PS: Even if we didn't have our named.conf on a NFS filesystem, we probably wouldn't want to overwrite the standard version with our own. It's usually cleaner to build your own completely separate configuration file and configuration area, so that you don't have to worry about package updates doing anything to your setup.

linux/ErrnoForLSMs written at 23:59:19; Add Comment

PCIe slot bandwidth can change dynamically (and very rapidly)

When I added some NVMe drives to my office machine and started looking into its PCIe setup, I discovered that its Radeon graphics card seemed to be operating at 2.5 GT/s (PCIe 1.0) instead of 8 GT/s (PCIe 3.0). The last time around, I thought I had fixed this just by poking into the BIOS, but in a comment, Alex suggested that this was actually a power-saving measure and not necessarily done by the BIOS. I'll quote the comment in full because it summarizes things better than I can:

Your GPU was probably running at lower speeds as a power-saving measure. Lanes consume power, and higher speeds consume more power. The GPU driver is generally responsible for telling the card what speed (and lane width) to run at, but whether that works (or works well) with the Linux drivers is another question.

It turns out that Alex is right, and what I saw after going through the BIOS didn't quite mean what I thought it did.

To start with the summary, the PCIe bandwidth being used by my graphics card can vary very rapidly from 2.5 GT/s up to 8 GT/s and then back down again based on whether or not the graphics driver needs the card to do anything (or the aggregate Linux and X software stack as a whole, since I don't know where these decisions are being made). The most dramatic and interesting difference is between two apparently very similar ways of seeing if the Radeon's bandwidth is currently downgraded, either automatically scanning through lspci's output with 'lspci -vv | fgrep downgrade' or manually looking through it with 'lspci -vv | less'. When I used less, the Radeon normally showed up downgraded to 2.5 GT/s. When I used fgrep, other things before the Radeon showed up as downgraded but the Radeon never did; it was always at 8 GT/s.

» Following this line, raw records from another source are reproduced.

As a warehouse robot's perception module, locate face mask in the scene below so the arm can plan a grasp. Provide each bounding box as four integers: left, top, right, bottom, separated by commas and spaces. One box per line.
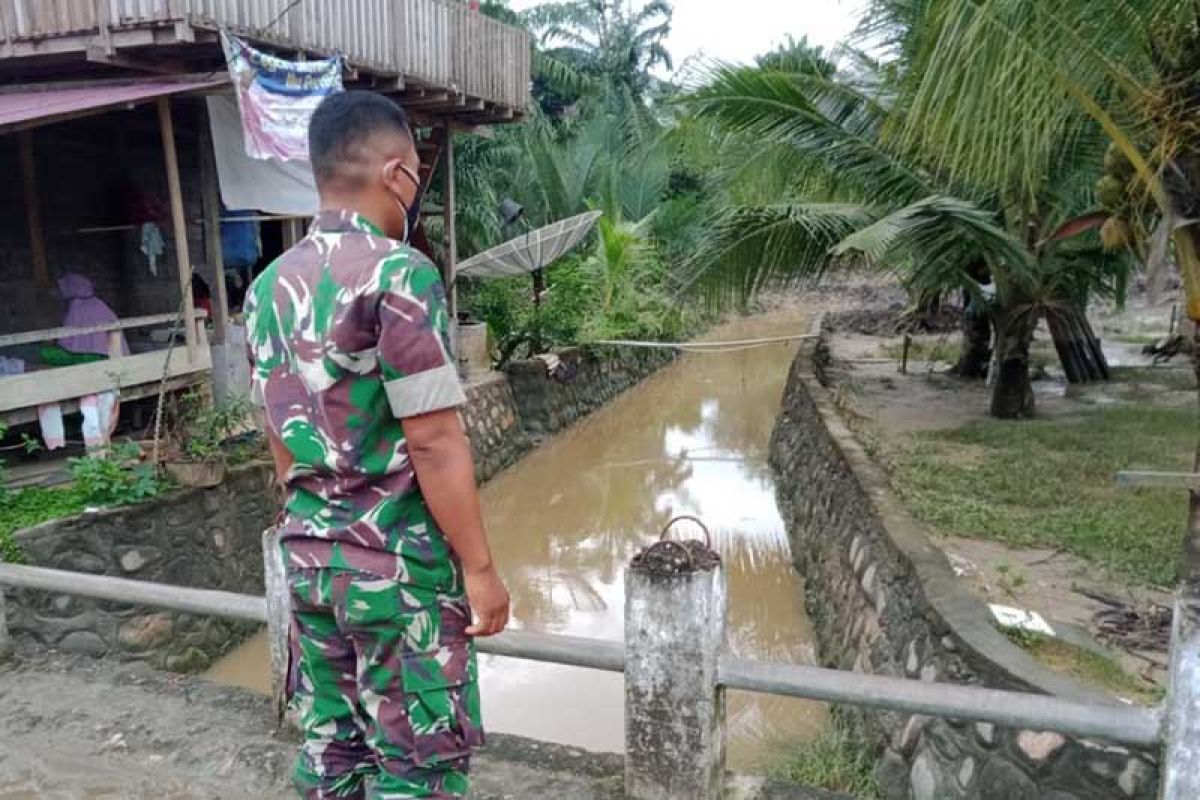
385, 159, 422, 245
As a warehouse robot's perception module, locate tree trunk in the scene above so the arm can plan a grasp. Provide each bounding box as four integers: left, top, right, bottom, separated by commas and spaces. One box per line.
952, 306, 991, 380
1182, 324, 1200, 587
1046, 311, 1087, 384
991, 307, 1038, 420
1046, 305, 1110, 384
1074, 309, 1112, 380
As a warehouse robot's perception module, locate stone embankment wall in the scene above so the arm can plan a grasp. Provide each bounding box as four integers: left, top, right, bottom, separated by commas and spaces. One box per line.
772, 331, 1157, 800
462, 372, 532, 482
6, 350, 674, 672
6, 463, 278, 672
506, 347, 677, 438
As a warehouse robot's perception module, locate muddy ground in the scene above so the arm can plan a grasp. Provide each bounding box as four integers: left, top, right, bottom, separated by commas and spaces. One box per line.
830, 284, 1196, 682
0, 652, 851, 800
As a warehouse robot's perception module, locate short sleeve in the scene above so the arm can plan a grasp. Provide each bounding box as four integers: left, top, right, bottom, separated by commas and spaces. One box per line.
379, 254, 467, 420
242, 284, 266, 408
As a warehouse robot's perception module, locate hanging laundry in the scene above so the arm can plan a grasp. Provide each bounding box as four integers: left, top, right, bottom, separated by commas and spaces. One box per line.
221, 31, 343, 161
58, 272, 130, 356
79, 391, 120, 450
142, 222, 167, 277
221, 211, 263, 267
37, 403, 67, 450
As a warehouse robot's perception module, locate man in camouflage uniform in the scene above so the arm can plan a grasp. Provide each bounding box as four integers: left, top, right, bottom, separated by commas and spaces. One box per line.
246, 92, 509, 800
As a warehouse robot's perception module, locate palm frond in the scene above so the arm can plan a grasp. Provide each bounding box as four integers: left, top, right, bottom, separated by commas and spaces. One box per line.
684, 203, 878, 301
833, 196, 1036, 298
684, 66, 930, 203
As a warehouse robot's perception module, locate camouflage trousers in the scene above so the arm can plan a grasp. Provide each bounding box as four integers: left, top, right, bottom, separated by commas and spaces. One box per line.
288, 569, 484, 800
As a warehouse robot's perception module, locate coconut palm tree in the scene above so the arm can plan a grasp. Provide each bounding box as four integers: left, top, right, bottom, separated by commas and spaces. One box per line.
870, 0, 1200, 581
864, 0, 1200, 352
524, 0, 672, 101
688, 54, 1121, 417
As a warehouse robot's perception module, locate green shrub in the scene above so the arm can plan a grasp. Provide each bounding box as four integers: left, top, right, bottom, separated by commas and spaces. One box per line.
68, 441, 166, 505
175, 391, 251, 462
774, 723, 880, 800
0, 486, 89, 564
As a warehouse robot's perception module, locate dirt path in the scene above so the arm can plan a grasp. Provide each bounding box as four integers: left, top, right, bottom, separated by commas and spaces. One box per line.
0, 642, 851, 800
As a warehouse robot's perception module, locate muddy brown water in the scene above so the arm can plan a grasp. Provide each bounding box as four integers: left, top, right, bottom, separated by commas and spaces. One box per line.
209, 311, 827, 769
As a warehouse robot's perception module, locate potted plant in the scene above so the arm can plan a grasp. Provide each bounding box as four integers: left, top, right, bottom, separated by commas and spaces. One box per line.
163, 391, 250, 488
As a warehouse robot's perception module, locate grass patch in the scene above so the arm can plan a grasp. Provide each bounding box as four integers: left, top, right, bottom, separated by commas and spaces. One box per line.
0, 486, 88, 564
773, 724, 882, 800
887, 408, 1200, 585
1001, 627, 1164, 705
1106, 333, 1166, 345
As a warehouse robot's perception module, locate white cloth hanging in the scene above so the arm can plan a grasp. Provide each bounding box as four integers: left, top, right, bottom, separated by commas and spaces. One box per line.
208, 94, 318, 217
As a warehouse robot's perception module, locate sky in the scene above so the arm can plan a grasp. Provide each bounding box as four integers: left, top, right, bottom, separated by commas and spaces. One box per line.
510, 0, 864, 73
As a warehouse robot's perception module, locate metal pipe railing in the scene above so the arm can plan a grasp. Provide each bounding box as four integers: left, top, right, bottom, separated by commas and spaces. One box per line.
720, 658, 1163, 747
0, 556, 1163, 746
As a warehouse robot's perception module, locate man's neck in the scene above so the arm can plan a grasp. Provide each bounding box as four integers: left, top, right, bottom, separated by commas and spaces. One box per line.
320, 196, 386, 239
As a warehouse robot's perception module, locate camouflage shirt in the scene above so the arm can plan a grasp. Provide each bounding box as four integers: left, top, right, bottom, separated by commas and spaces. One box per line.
245, 211, 466, 590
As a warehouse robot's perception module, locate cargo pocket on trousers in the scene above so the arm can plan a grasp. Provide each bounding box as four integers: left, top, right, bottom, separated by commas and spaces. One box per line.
401, 642, 484, 766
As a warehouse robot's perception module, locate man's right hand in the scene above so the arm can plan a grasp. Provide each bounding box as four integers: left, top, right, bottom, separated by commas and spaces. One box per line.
466, 566, 509, 636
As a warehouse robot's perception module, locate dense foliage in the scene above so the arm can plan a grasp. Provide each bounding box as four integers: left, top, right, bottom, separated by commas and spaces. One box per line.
455, 2, 703, 361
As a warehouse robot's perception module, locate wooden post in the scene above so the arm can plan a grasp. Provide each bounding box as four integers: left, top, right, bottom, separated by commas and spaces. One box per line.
17, 130, 50, 287
442, 120, 458, 321
263, 528, 292, 724
158, 97, 199, 363
200, 120, 229, 345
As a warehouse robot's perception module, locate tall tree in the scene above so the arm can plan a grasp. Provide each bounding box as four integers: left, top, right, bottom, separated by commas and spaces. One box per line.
526, 0, 672, 102
689, 50, 1120, 417
871, 0, 1200, 587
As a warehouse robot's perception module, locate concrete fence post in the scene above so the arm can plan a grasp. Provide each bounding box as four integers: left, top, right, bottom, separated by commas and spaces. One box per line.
625, 520, 727, 800
0, 587, 12, 661
1162, 596, 1200, 800
263, 528, 290, 724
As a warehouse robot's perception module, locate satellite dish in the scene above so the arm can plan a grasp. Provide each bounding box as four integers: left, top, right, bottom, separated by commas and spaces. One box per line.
455, 211, 602, 278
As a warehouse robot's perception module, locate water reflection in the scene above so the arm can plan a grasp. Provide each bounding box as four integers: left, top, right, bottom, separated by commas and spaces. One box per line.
206, 314, 826, 768
482, 318, 824, 765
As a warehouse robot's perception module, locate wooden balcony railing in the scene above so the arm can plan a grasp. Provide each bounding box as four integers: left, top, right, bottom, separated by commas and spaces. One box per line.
0, 0, 530, 112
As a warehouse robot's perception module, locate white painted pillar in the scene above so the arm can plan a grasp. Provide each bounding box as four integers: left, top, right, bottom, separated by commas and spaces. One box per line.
625, 532, 728, 800
0, 588, 12, 661
263, 528, 292, 724
1162, 597, 1200, 800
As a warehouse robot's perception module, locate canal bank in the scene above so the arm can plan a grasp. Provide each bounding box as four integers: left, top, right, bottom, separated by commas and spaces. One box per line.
210, 309, 826, 768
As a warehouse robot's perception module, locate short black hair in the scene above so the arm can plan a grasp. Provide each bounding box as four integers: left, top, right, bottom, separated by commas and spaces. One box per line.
308, 91, 413, 184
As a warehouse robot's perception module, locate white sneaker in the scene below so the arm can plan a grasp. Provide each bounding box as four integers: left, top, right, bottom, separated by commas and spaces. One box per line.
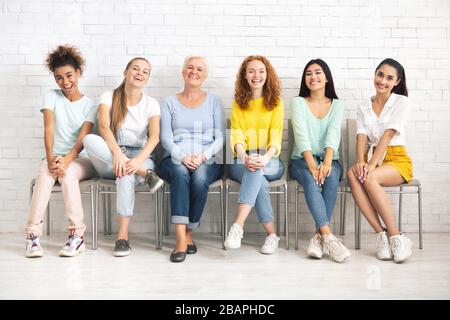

(Some of those other things have been downgraded to 'x0' lanes, which I suspect means that they've been disabled as unused.)

What I think is happening here is that when I pipe lspci to less, lspci gets the Radeon's bandwidth before any output is written to the screen (less reads it all in a big gulp and then displays it), so at the time the graphics chain is inactive. When I use the fgrep pipe, some output is written to the screen before lspci gets to the Radeon and so the graphics chain lights up the Radeon's bandwidth to display things. What this suggests is that the graphics chain can and does vary the Radeon's PCIe bandwidth quite rapidly. Another interesting case is that running the venerable glxgears doesn't bring the PCIe bandwidth up from 2.5 GT/s, but running GpuTest's 'fur' test does (it goes to 8 GT/s as you might expect).

(It turns out that nVidia's Linux drivers also do this.)

Of course all of this may make seeing whether you're getting full PCIe bandwidth a little bit interesting. It's clearly not enough to just look at your system, even when it's moderately active (I have several X programs that update once a second); you really need to put it under some approximation of full load and then check. So far I've only seen this happen with graphics cards, but who knows what's next (NVMe drives could be one candidate to drop their bandwidth to save power and thus reduce heat).